FanPost

FPF: Happy Félix Day

Otto Greule Jr/Getty Images

Here is former staff writer and forever friend of the blog Isabelle with a love Félix FanPost.

What is it about certain memories that makes our minds carve out such specific space for them? It seems reasonable to recall big moments in our lives with utmost clarity, but what about those brief snapshots of insignificant moments? The utterly generic activities that you can readily recall perfectly. Are they preserved so wholly by chance, or do we subconsciously tuck them away, anticipating that they may carry greater import down the road?

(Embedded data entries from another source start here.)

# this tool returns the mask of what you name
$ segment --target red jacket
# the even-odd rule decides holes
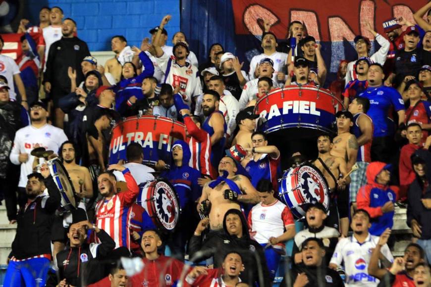
[[[398,165],[400,172],[399,197],[401,198],[407,197],[409,187],[416,178],[416,175],[412,166],[410,156],[420,148],[421,148],[421,146],[413,144],[406,144],[401,148]]]
[[[144,269],[130,279],[132,286],[161,287],[172,286],[180,279],[184,267],[183,263],[161,255],[155,260],[143,258]]]

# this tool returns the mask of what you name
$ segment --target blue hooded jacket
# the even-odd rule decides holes
[[[172,158],[170,169],[163,173],[162,177],[169,180],[175,188],[179,199],[180,206],[184,212],[185,211],[184,207],[197,200],[202,193],[202,189],[198,184],[198,179],[200,177],[201,173],[189,166],[192,153],[187,143],[184,141],[176,141],[172,144],[171,150],[177,145],[181,145],[183,150],[182,165],[175,165]],[[172,157],[173,154],[172,152]]]

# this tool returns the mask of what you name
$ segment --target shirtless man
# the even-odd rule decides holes
[[[91,165],[98,166],[100,170],[105,170],[105,162],[108,159],[107,150],[104,148],[106,143],[102,132],[109,128],[112,115],[108,109],[101,110],[95,117],[96,121],[93,126],[86,131],[88,156]]]
[[[350,177],[348,176],[345,179],[339,178],[340,174],[345,175],[348,172],[346,161],[342,157],[335,157],[330,154],[330,151],[333,148],[333,144],[331,143],[330,138],[327,135],[323,135],[318,138],[317,147],[319,150],[319,157],[314,161],[313,164],[322,172],[326,179],[330,192],[334,193],[337,190],[345,192],[344,190],[346,185],[350,183]],[[333,198],[333,195],[330,196],[330,213],[326,224],[328,226],[338,230],[338,208],[337,203],[332,201]],[[341,225],[344,223],[340,220]],[[348,231],[348,228],[347,231]]]
[[[93,197],[91,176],[88,168],[76,164],[75,150],[73,144],[70,141],[61,144],[60,151],[63,160],[63,165],[69,174],[76,195],[81,199],[91,198]]]
[[[233,182],[236,187],[229,187],[225,181],[220,181],[220,177],[204,186],[198,209],[201,213],[209,213],[210,226],[212,230],[222,228],[224,214],[231,208],[240,210],[239,202],[256,204],[260,201],[258,192],[249,179],[243,175],[235,174],[238,171],[237,164],[240,164],[237,163],[232,158],[225,156],[218,165],[220,176],[223,175],[224,171],[227,171],[228,173],[227,179]],[[212,188],[212,184],[216,185]],[[242,194],[233,190],[234,187],[239,190]]]
[[[251,135],[256,128],[256,119],[259,115],[254,113],[254,107],[248,107],[236,115],[236,124],[239,127],[239,131],[237,134],[232,145],[239,144],[244,149],[252,148]]]
[[[115,80],[115,83],[120,81],[121,77],[121,71],[123,66],[121,62],[118,59],[118,56],[123,49],[127,46],[127,41],[123,36],[114,36],[111,39],[111,49],[115,53],[115,56],[106,61],[105,64],[105,71],[106,73],[110,73]],[[129,58],[124,57],[124,62],[130,61],[133,58],[133,53],[127,55]]]

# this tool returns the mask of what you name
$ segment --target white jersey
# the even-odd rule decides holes
[[[18,130],[15,134],[13,147],[9,156],[12,163],[17,165],[21,164],[21,175],[18,186],[25,187],[27,176],[33,172],[33,162],[35,157],[31,155],[30,152],[37,144],[47,150],[53,150],[58,154],[60,146],[67,140],[67,137],[63,130],[48,124],[39,129],[30,125]],[[20,153],[28,154],[28,160],[26,162],[19,162],[18,157]]]
[[[389,51],[390,43],[386,38],[380,34],[377,34],[377,36],[376,36],[376,41],[380,45],[380,48],[370,57],[370,60],[372,63],[378,63],[383,66],[386,61],[386,56]],[[356,72],[354,69],[354,66],[356,63],[356,60],[352,61],[347,64],[347,72],[346,73],[346,86],[347,86],[347,84],[351,81],[358,78],[356,76]]]
[[[63,33],[61,33],[61,25],[54,26],[51,25],[42,29],[44,35],[44,40],[45,41],[45,61],[44,64],[44,71],[47,68],[47,60],[48,58],[48,53],[51,45],[61,39]]]
[[[259,79],[251,80],[246,83],[241,94],[241,97],[239,98],[239,109],[242,110],[247,106],[247,104],[253,99],[256,99],[258,97],[257,94],[259,92],[258,84]],[[272,87],[277,87],[277,83],[272,80]]]
[[[236,128],[236,115],[239,112],[239,102],[229,91],[220,97],[218,110],[223,113],[224,121],[227,125],[226,133],[232,135]]]
[[[286,62],[287,61],[287,54],[281,52],[275,52],[272,55],[268,55],[262,53],[259,55],[256,55],[253,58],[250,62],[250,71],[248,72],[249,79],[250,80],[256,79],[255,77],[255,70],[259,65],[261,60],[265,58],[269,58],[274,62],[274,73],[272,74],[272,80],[277,82],[277,73],[283,72],[285,74],[286,71]],[[284,81],[283,81],[284,82]],[[276,86],[274,86],[275,88]]]
[[[379,237],[369,234],[362,244],[354,237],[340,239],[331,258],[330,263],[341,266],[344,262],[346,272],[346,286],[377,286],[379,280],[368,274],[368,264],[371,258],[372,249],[378,242]],[[387,245],[381,247],[382,254],[390,261],[393,261],[393,256]]]
[[[285,227],[294,225],[295,222],[287,206],[276,200],[269,205],[260,202],[253,206],[248,214],[248,224],[252,233],[256,233],[254,239],[265,244],[271,237],[283,234]]]
[[[169,56],[173,56],[173,47],[172,46],[167,46],[165,45],[162,47],[162,49],[163,50],[163,51],[164,53],[167,54]],[[199,65],[196,55],[195,55],[192,51],[190,51],[189,55],[187,56],[187,58],[186,58],[186,60],[196,68],[197,68]]]
[[[13,85],[13,76],[19,73],[19,67],[13,59],[4,55],[0,55],[0,75],[6,78],[7,80],[8,86],[10,89],[9,90],[9,96],[12,99],[16,98],[16,93],[15,93],[15,87]]]
[[[156,60],[164,73],[162,82],[172,86],[179,85],[181,88],[180,94],[189,106],[191,104],[192,98],[202,94],[197,68],[188,62],[186,62],[185,65],[180,66],[176,63],[175,57],[169,57],[166,53],[163,53],[160,58],[156,58]]]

For me, one such memory is from September 28, 2014 - or rather, I suppose, September 29th, in the dawning hours in Norwich, England. I don’t know why my mind has chosen to so carefully remember this moment, but it feels as real today as it did on that solitary early morning. My small laptop is propped on the inexplicable wood corner by the head of my bed, and I’m lying on my side as tears stream down my face. I can smell the distinctly industrial stuffiness of the room, feel the wood platform pressing into my right hip through the paltry mattress, and hear the crowd’s roar, tinny through computer speakers, as Félix Hernández walks off the mound. Everyone at Safeco Field is on their feet, and the King emerges from the dugout and into the sunshine, arms outstretched.

Six months after that, my mom came to visit me in Italy, where I was studying for my second semester. Along with vitamins and Peeps and pictures of my dog, she brought a copy of Sports Illustrated’s 2015 MLB Preview. You remember the one. Félix is roaring and Robinson Canó is in the background leaning back, seemingly in awe of the Mariners’ future and, perhaps, of the King. "TIME TO BELIEVE" is stamped resolutely across them both. I read it in a pool of sunlight on a balcony in Rome, and dreamt wildly. Later, I carefully separated the cover from the body of the magazine and tucked it flat in the bottom of my suitcase.

That cover has truly traveled the world, papering walls from Bologna, Italy to Carlisle, Pennsylvania to Seattle and, yes, to Cooperstown, New York. At first I treated it as a cynical reminder to measure my expectations, but over time the melancholy dissipated and I came to view it as a complex distillation of hope; a recognition of the absolute sweetness of anticipation and its sometimes disappointing conclusion.

Félix was supposed to be our hero; the representation of the reward for loyalty; the desired happy ending that even the most cynical of us cannot fully banish from the darkest recesses of our minds. It was how I, and thousands of others, wanted his story to conclude. Instead, he’s a reminder of, well, life.

How you can craft all the narratives your heart desires but they won’t always fit, no matter how frantically you try to bend and shape circumstance.

How sheer hope has little influence on the actions of others.

How progress isn’t linear, but neither is regression.

How you can fail in the estimation of many, but still live a damn good life.

So thanks, Félix. We’ll see you around.